Temporal Consistency-Aware Text-to-Motion Generation

TL;DR

This work proposes TCA-T2M, a framework for temporal consistency-aware T2M generation that introduces a temporal consistency-aware spatial VQ-VAE (TCaS-VQ-VAE) for cross-sequence temporal alignment, coupled with a masked motion transformer for text-conditioned motion generation.

Abstract

Text-to-Motion (T2M) generation aims to synthesize realistic human motion sequences from natural language descriptions. While two-stage frameworks leveraging discrete motion representations have advanced T2M research, they often neglect cross-sequence temporal consistency, i.e., the shared temporal structures present across different instances of the same action. This leads to semantic misalignments and physically implausible motions. To address this limitation, we propose TCA-T2M, a framework for temporal consistency-aware T2M generation. Our approach introduces a temporal consistency-aware spatial VQ-VAE (TCaS-VQ-VAE) for cross-sequence temporal alignment, coupled with a masked motion transformer for text-conditioned motion generation. Additionally, a kinematic constraint block mitigates discretization artifacts to ensure physical plausibility. Experiments on HumanML3D and KIT-ML benchmarks demonstrate that TCA-T2M achieves state-of-the-art performance, highlighting the importance of temporal consistency in robust and coherent T2M generation.
Paper Structure (13 sections, 12 equations, 5 figures, 6 tables)

This paper contains 13 sections, 12 equations, 5 figures, 6 tables.

Figures (5)

  • Figure 1: Illustration of temporal consistency across three distinct human action sequences. (a) A person walks forward; (b) A person walks and sits down; (c) A person sits down and stands up.

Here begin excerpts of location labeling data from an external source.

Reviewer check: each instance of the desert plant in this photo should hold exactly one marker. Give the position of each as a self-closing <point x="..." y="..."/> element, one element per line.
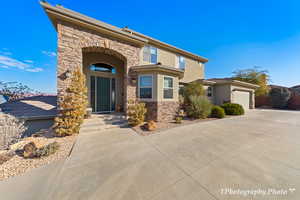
<point x="136" y="113"/>
<point x="233" y="109"/>
<point x="47" y="150"/>
<point x="192" y="89"/>
<point x="151" y="125"/>
<point x="254" y="76"/>
<point x="217" y="112"/>
<point x="178" y="120"/>
<point x="72" y="107"/>
<point x="199" y="107"/>
<point x="280" y="97"/>
<point x="11" y="130"/>
<point x="30" y="150"/>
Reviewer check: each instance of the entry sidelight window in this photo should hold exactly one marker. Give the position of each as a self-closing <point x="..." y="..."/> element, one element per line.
<point x="145" y="86"/>
<point x="168" y="87"/>
<point x="150" y="54"/>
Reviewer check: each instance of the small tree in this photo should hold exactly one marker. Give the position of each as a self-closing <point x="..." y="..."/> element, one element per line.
<point x="136" y="113"/>
<point x="280" y="97"/>
<point x="192" y="89"/>
<point x="11" y="130"/>
<point x="72" y="107"/>
<point x="254" y="76"/>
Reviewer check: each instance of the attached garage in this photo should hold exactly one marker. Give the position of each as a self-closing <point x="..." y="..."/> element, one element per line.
<point x="242" y="97"/>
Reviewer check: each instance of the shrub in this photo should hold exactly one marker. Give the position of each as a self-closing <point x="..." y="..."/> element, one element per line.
<point x="11" y="130"/>
<point x="72" y="108"/>
<point x="47" y="150"/>
<point x="233" y="109"/>
<point x="178" y="120"/>
<point x="30" y="150"/>
<point x="217" y="112"/>
<point x="280" y="97"/>
<point x="192" y="89"/>
<point x="199" y="107"/>
<point x="136" y="113"/>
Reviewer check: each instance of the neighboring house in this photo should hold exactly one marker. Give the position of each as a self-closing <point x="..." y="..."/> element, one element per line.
<point x="121" y="65"/>
<point x="296" y="89"/>
<point x="37" y="111"/>
<point x="2" y="99"/>
<point x="223" y="90"/>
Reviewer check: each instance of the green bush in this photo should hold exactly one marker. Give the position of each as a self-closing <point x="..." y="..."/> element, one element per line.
<point x="136" y="113"/>
<point x="192" y="89"/>
<point x="47" y="150"/>
<point x="199" y="107"/>
<point x="233" y="109"/>
<point x="217" y="112"/>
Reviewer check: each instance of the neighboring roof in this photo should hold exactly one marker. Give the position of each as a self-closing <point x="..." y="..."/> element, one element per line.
<point x="232" y="81"/>
<point x="158" y="68"/>
<point x="59" y="12"/>
<point x="35" y="107"/>
<point x="296" y="87"/>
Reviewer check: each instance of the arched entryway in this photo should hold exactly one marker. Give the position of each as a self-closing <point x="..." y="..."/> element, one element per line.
<point x="105" y="72"/>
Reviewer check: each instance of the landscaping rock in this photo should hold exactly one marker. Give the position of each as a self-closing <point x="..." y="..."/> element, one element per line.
<point x="151" y="125"/>
<point x="30" y="150"/>
<point x="18" y="146"/>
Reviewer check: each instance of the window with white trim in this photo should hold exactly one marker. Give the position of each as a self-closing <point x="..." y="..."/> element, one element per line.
<point x="168" y="87"/>
<point x="145" y="86"/>
<point x="150" y="54"/>
<point x="181" y="62"/>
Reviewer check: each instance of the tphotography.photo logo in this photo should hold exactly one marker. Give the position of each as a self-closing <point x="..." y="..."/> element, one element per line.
<point x="257" y="192"/>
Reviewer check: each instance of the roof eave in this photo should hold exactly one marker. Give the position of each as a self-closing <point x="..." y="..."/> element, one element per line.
<point x="55" y="13"/>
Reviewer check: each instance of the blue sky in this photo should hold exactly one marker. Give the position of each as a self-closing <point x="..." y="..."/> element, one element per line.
<point x="231" y="34"/>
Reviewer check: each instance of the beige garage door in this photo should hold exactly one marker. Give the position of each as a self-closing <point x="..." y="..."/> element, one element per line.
<point x="242" y="98"/>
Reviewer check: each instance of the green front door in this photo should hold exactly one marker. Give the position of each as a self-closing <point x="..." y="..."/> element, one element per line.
<point x="102" y="94"/>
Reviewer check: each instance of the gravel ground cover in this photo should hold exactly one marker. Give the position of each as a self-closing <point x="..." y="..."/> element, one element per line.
<point x="18" y="165"/>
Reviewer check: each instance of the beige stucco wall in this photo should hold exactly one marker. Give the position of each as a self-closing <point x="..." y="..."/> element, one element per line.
<point x="160" y="84"/>
<point x="193" y="71"/>
<point x="222" y="93"/>
<point x="154" y="88"/>
<point x="211" y="98"/>
<point x="237" y="97"/>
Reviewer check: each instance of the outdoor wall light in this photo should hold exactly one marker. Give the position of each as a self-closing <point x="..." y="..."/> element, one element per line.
<point x="133" y="80"/>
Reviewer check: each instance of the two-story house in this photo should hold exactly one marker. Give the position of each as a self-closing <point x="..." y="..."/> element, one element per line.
<point x="121" y="64"/>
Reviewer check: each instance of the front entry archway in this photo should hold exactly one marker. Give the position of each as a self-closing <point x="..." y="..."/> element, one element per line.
<point x="102" y="88"/>
<point x="103" y="94"/>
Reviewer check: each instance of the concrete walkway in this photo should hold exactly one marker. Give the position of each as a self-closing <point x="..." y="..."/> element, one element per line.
<point x="201" y="161"/>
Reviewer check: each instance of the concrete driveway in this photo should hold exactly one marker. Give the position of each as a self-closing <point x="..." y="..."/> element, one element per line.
<point x="256" y="156"/>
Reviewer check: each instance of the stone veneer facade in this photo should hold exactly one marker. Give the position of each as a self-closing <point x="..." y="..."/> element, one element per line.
<point x="74" y="41"/>
<point x="162" y="111"/>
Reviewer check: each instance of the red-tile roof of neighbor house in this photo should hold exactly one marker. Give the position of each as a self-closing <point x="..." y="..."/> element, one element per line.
<point x="34" y="107"/>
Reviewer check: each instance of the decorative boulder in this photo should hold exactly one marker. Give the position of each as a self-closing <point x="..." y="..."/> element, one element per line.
<point x="18" y="146"/>
<point x="151" y="125"/>
<point x="30" y="150"/>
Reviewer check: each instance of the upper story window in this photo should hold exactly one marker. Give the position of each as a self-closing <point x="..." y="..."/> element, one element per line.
<point x="181" y="62"/>
<point x="209" y="91"/>
<point x="168" y="87"/>
<point x="101" y="67"/>
<point x="145" y="86"/>
<point x="150" y="54"/>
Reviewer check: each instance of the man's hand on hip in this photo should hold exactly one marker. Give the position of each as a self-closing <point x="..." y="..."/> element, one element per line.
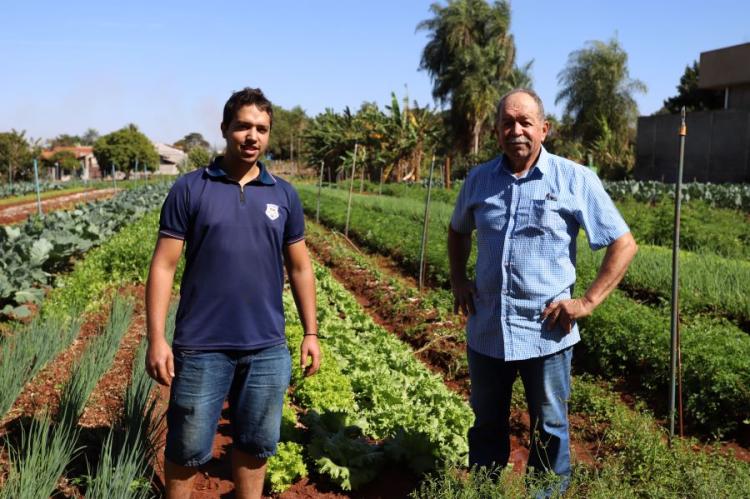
<point x="160" y="362"/>
<point x="565" y="312"/>
<point x="464" y="291"/>
<point x="310" y="347"/>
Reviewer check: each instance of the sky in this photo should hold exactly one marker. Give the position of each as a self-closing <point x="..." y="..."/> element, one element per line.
<point x="169" y="66"/>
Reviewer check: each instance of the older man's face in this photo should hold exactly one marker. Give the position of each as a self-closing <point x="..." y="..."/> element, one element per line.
<point x="521" y="130"/>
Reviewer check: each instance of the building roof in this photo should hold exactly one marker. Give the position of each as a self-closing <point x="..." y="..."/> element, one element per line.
<point x="79" y="151"/>
<point x="725" y="67"/>
<point x="169" y="154"/>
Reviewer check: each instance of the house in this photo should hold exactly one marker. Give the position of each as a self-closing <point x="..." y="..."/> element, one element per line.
<point x="717" y="145"/>
<point x="171" y="159"/>
<point x="84" y="154"/>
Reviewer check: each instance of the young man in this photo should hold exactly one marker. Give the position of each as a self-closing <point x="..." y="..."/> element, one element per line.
<point x="240" y="226"/>
<point x="527" y="207"/>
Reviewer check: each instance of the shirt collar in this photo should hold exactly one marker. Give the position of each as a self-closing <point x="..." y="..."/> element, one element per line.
<point x="541" y="165"/>
<point x="215" y="170"/>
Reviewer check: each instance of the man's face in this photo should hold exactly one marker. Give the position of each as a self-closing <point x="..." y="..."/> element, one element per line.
<point x="247" y="135"/>
<point x="521" y="129"/>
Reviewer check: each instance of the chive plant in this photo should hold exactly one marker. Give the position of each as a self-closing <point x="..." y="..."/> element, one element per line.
<point x="28" y="349"/>
<point x="95" y="361"/>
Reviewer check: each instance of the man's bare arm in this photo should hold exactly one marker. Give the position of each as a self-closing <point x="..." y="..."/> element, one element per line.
<point x="464" y="291"/>
<point x="159" y="360"/>
<point x="302" y="281"/>
<point x="614" y="265"/>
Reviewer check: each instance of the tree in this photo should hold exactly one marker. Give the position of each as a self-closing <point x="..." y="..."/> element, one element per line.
<point x="692" y="97"/>
<point x="191" y="141"/>
<point x="89" y="137"/>
<point x="596" y="86"/>
<point x="470" y="57"/>
<point x="287" y="131"/>
<point x="64" y="160"/>
<point x="17" y="154"/>
<point x="198" y="157"/>
<point x="122" y="148"/>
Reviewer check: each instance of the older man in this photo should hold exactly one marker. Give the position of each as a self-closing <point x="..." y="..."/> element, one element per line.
<point x="527" y="207"/>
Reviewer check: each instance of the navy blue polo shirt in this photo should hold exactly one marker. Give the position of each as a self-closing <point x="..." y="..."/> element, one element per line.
<point x="231" y="291"/>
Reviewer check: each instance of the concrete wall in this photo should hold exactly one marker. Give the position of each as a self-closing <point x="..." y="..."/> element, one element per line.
<point x="717" y="147"/>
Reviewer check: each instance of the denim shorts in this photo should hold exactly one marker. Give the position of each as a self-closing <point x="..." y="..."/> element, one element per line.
<point x="254" y="382"/>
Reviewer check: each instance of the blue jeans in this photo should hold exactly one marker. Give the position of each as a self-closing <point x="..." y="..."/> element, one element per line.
<point x="254" y="381"/>
<point x="546" y="381"/>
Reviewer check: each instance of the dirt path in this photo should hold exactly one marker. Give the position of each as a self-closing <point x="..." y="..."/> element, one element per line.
<point x="19" y="212"/>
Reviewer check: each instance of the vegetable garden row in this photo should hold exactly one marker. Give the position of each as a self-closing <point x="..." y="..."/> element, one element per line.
<point x="625" y="335"/>
<point x="628" y="454"/>
<point x="372" y="406"/>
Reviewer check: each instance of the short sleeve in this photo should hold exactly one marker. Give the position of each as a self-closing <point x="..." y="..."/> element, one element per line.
<point x="174" y="218"/>
<point x="597" y="214"/>
<point x="462" y="220"/>
<point x="294" y="229"/>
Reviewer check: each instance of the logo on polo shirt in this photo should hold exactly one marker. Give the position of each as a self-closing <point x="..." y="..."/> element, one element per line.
<point x="272" y="211"/>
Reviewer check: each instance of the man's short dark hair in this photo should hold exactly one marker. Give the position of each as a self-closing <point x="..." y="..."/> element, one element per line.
<point x="526" y="91"/>
<point x="246" y="97"/>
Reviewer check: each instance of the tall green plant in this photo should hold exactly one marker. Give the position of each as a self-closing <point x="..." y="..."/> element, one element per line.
<point x="44" y="453"/>
<point x="470" y="57"/>
<point x="596" y="85"/>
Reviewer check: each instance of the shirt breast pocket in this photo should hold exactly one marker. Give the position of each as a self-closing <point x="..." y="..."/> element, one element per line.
<point x="539" y="217"/>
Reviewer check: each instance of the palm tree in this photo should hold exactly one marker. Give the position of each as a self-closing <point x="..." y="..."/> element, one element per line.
<point x="596" y="88"/>
<point x="470" y="57"/>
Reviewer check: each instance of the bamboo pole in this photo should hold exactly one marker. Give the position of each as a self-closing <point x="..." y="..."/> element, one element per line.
<point x="351" y="188"/>
<point x="675" y="337"/>
<point x="320" y="186"/>
<point x="38" y="194"/>
<point x="425" y="227"/>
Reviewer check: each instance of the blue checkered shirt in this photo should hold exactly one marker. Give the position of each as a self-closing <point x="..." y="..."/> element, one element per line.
<point x="526" y="249"/>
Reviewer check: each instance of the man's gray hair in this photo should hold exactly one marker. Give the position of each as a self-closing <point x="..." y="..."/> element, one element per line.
<point x="526" y="91"/>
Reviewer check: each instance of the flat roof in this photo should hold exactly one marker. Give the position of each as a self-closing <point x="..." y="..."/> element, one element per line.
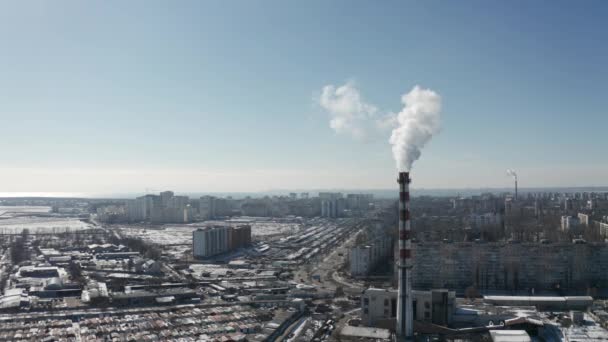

Despite differences in kinematic details, these sequences exhibit shared temporal structures. Enforcing temporal alignment in the latent space ensures that motion representation encoder $E$ maps corresponding action phases across sequences to similar representations. This constraint enables the learned motion representation to capture semantic information while preserving temporal consistency, which is essential for the subsequent text-conditioned motion generation stage in T2M.
  • Figure 2: Method overview. (a) Temporal consistency-aware spatial VQ-VAE employs hierarchical residual quantization to discretize motion features, incorporates cycle-consistency constraints to enforce temporal coherence, and utilizes a kinematic constraint block to refine motion details. (b) Masked motion transformer adopts a dual-transformer structure for cross-modal text-motion synthesis. Specifically, the motion transformer restores masked motion tokens under CLIP text guidance, while the residual transformer predicts successive residual tokens using textual context and preceding token sequences.
  • Figure 3: Qualitative comparisons between MDMtevet2022human and our method across representative motion from the HumanML3D dataset. Key frames highlight critical motion details. The visual comparisons underscore our method's strength in semantic comprehension of textual prompts and consistent action execution across multi-step sequences with dynamic environment adaptation.
  • Figure 4: Visualizations of long motion generation and zero-shot motion generation. (a) Long motion generation. We integrate three text prompts---"a person walks forward then turns right","a person crawling from right to left" and"the person is walking in a counterclockwise circl"—to generate a long-sequence motion. (b) Zero-shot generation. We separately test the text prompts"A person is climbing a ladde" and"A person is rolling" to generate zero-shot motion sequences.
  • Figure 5: Visualizations of failure cases of our approach. (a) shows that a person walks up stairs. Then the person turns right and walks back down stairs. (b) shows a man walking backwards. Then, he punches and kicks. (c) shows a man getting down on his hands and feet and crawling forward. Then, he turns around and crawls back before standing up again.